Context Window Management for AI Agents: Summarization, Pruning, and Sliding Window Strategies
Managing context in long-running AI agents: conversation summarization, selective pruning, sliding window approaches, and when to leverage 1M token context versus optimization strategies.
The Context Window Bottleneck
Every AI agent runs within the constraints of its model's context window — the maximum number of tokens the model can process in a single request. Even with models offering 200K to 1M token windows, context management matters because: (1) cost scales linearly with input tokens, (2) latency increases with context length, (3) model attention degrades on very long contexts ("lost in the middle" effect), and (4) many production tasks involve agents that run for hours or days, generating more context than any window can hold.
A customer service agent handling 50 calls per day with an average of 20 turns per call generates roughly 100,000 tokens of conversation history. A coding agent working on a large codebase might need to reference hundreds of files. A research agent exploring a topic might traverse dozens of web pages. Without active context management, these agents either crash against the token limit or degrade in quality as the context fills with noise.
Strategy 1: Conversation Summarization
The most common approach for long-running conversational agents is to periodically summarize older parts of the conversation, replacing verbose history with a compact summary that preserves key facts.
from dataclasses import dataclass, field
from typing import Optional
@dataclass
class ConversationMemory:
summary: str = ""
recent_messages: list[dict] = field(default_factory=list)
key_facts: list[str] = field(default_factory=list)
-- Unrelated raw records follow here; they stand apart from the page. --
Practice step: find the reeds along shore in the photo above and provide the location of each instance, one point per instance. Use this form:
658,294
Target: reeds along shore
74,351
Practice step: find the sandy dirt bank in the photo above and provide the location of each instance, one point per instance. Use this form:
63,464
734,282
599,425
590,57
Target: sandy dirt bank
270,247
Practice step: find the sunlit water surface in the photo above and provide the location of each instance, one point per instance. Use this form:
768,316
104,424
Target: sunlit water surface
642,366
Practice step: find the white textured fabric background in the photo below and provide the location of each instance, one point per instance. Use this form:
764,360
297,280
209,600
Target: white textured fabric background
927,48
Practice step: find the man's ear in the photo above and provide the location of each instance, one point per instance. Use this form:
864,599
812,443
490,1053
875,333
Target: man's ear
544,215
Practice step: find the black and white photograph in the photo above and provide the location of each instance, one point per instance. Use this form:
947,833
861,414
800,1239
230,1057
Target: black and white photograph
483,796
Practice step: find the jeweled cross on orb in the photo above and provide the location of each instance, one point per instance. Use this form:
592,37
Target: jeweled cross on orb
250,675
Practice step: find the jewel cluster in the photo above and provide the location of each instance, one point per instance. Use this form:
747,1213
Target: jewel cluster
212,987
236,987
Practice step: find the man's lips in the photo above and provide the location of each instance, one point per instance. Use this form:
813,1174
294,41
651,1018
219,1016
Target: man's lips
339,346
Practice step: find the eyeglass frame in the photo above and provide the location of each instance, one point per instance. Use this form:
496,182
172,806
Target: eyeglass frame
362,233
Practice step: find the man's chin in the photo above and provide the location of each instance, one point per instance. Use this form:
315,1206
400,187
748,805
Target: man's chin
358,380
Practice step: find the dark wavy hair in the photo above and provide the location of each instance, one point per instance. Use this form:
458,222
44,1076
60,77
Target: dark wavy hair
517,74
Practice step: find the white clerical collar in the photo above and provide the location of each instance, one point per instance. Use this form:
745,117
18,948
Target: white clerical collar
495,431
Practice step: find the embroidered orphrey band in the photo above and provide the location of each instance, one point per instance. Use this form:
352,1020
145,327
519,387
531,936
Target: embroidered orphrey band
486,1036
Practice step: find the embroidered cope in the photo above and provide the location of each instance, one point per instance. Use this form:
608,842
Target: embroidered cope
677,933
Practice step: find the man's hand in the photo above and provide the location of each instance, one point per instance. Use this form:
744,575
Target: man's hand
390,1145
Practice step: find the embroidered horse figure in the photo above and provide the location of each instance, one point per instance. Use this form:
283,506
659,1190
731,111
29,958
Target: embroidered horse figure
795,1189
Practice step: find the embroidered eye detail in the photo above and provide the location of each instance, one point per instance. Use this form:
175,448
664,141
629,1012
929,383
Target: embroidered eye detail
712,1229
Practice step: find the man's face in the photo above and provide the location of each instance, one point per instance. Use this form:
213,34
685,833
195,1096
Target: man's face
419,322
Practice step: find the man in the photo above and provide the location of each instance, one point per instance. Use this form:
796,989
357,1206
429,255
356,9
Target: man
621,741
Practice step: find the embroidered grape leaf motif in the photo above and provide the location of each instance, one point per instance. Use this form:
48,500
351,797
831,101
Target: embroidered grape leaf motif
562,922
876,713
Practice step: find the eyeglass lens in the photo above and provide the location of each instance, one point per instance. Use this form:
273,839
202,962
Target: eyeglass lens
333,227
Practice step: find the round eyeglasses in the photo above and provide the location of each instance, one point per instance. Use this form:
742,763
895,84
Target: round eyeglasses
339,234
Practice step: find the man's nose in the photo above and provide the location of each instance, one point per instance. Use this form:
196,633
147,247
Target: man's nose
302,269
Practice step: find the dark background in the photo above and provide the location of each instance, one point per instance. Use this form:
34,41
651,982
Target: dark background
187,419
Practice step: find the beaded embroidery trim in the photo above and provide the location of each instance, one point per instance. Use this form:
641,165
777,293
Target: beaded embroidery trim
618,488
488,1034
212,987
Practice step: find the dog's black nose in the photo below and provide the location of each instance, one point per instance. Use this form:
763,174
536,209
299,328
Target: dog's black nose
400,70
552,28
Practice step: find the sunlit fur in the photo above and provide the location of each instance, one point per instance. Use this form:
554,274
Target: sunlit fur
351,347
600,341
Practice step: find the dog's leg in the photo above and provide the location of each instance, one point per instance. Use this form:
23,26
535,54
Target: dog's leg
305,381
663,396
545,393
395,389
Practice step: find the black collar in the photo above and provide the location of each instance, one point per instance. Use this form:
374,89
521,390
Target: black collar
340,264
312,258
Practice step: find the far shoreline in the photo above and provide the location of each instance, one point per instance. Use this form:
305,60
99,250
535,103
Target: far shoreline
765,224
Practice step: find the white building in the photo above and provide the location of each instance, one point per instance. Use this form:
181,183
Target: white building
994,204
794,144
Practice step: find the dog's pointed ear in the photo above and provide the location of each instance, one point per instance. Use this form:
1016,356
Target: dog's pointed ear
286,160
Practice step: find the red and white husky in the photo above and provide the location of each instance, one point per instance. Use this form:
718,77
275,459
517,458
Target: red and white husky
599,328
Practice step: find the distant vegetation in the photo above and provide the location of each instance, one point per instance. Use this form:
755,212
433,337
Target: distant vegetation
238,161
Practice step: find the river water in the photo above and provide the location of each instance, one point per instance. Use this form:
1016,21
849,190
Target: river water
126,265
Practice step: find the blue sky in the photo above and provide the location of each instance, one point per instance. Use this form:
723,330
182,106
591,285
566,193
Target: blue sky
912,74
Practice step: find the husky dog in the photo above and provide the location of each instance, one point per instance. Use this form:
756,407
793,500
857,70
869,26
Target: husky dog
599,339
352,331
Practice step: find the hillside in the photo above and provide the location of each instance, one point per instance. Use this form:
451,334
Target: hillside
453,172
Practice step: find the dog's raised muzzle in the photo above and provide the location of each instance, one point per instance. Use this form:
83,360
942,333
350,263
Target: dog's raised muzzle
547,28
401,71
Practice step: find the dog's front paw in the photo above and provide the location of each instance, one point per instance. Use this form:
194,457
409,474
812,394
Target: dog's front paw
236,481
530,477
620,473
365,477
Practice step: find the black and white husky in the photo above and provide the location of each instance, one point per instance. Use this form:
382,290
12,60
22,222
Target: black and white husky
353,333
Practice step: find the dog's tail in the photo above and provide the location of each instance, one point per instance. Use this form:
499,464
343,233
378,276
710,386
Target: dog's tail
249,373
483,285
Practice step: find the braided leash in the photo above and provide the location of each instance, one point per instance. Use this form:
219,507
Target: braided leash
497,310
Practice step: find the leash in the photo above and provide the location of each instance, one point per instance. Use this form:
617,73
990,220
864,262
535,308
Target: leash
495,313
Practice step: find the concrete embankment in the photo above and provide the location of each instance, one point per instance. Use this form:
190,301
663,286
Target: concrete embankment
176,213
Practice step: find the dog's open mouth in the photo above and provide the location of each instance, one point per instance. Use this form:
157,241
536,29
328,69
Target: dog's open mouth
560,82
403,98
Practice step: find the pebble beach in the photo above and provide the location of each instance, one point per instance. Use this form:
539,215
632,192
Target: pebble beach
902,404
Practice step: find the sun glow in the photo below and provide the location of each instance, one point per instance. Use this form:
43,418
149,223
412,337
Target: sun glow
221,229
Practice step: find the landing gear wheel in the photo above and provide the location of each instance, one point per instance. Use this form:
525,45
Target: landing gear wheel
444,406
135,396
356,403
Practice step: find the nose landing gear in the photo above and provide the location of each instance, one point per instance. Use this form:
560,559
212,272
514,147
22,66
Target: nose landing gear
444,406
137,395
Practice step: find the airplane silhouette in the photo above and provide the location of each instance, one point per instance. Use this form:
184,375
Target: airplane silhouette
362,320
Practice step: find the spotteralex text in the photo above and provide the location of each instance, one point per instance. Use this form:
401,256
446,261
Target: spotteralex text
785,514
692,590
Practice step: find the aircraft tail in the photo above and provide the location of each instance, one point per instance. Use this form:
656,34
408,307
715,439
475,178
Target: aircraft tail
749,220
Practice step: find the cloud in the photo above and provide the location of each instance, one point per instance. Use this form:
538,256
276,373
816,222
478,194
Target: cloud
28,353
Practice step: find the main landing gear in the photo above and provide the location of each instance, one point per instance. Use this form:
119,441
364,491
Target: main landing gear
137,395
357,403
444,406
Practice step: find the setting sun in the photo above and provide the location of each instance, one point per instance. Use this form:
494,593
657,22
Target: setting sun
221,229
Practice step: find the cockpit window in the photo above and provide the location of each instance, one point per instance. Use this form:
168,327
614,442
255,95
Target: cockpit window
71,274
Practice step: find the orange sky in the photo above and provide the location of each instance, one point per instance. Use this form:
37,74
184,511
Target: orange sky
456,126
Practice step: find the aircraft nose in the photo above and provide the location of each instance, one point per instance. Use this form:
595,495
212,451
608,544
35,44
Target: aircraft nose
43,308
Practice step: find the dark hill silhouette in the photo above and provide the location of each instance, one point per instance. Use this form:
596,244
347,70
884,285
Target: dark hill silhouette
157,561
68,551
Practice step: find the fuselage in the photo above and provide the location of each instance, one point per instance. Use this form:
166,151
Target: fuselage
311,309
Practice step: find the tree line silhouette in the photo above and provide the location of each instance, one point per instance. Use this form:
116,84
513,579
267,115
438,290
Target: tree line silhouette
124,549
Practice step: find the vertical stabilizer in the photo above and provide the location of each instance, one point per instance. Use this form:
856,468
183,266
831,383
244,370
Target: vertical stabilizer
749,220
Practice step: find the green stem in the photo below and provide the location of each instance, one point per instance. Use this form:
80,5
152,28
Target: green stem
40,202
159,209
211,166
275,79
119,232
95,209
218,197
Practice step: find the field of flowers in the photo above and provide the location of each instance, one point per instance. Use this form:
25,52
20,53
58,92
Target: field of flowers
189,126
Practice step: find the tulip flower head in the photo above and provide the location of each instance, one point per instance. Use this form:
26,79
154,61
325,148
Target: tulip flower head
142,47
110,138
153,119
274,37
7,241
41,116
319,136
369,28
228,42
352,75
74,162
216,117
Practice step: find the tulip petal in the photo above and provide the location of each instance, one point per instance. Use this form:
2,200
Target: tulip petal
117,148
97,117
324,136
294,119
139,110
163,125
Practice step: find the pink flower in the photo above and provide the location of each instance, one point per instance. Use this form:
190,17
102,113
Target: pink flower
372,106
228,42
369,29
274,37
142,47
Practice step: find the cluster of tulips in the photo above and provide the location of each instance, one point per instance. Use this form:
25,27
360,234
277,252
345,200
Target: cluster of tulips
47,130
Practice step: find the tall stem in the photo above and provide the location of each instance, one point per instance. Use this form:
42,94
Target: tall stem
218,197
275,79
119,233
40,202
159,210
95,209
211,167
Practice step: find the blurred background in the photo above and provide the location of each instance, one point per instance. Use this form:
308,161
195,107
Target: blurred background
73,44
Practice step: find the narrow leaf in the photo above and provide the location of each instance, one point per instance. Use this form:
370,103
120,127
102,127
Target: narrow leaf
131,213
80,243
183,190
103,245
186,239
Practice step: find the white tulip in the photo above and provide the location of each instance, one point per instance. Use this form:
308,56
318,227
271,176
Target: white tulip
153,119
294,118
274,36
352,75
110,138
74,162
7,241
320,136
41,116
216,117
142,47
total_messages_processed: int = 0
class SummarizationManager:
"""Manages context through periodic summarization."""
def __init__(
self,
llm_client,
max_recent_messages: int = 20,
summarize_every: int = 10,
max_summary_tokens: int = 500,
):
self.llm = llm_client
self.max_recent = max_recent_messages
self.summarize_every = summarize_every
self.max_summary_tokens = max_summary_tokens
self.memory = ConversationMemory()
async def add_message(self, message: dict):
self.memory.recent_messages.append(message)
self.memory.total_messages_processed += 1
# Check if we need to summarize
if len(self.memory.recent_messages) > self.max_recent:
await self._summarize_oldest()
async def _summarize_oldest(self):
# Take the oldest messages beyond the recent window
to_summarize = self.memory.recent_messages[
: -self.max_recent
]
self.memory.recent_messages = self.memory.recent_messages[
-self.max_recent :
]
conversation_text = "\n".join(
f"{m['role']}: {m['content']}" for m in to_summarize
)
response = await self.llm.chat(
messages=[{
"role": "user",
"content": (
f"Summarize this conversation segment, preserving "
f"key facts, decisions, and unresolved items. "
f"Be concise but complete.\n\n"
f"Previous summary: {self.memory.summary}\n\n"
f"New conversation to summarize:\n"
f"{conversation_text}"
),
}],
max_tokens=self.max_summary_tokens,
)
self.memory.summary = response.content
# Extract key facts for quick reference
facts = await self._extract_key_facts(to_summarize)
self.memory.key_facts.extend(facts)
# Keep only the most recent 20 key facts
self.memory.key_facts = self.memory.key_facts[-20:]
async def _extract_key_facts(
self, messages: list[dict]
) -> list[str]:
conversation_text = "\n".join(
f"{m['role']}: {m['content']}" for m in messages
)
response = await self.llm.chat(messages=[{
"role": "user",
"content": (
f"Extract key facts from this conversation as a "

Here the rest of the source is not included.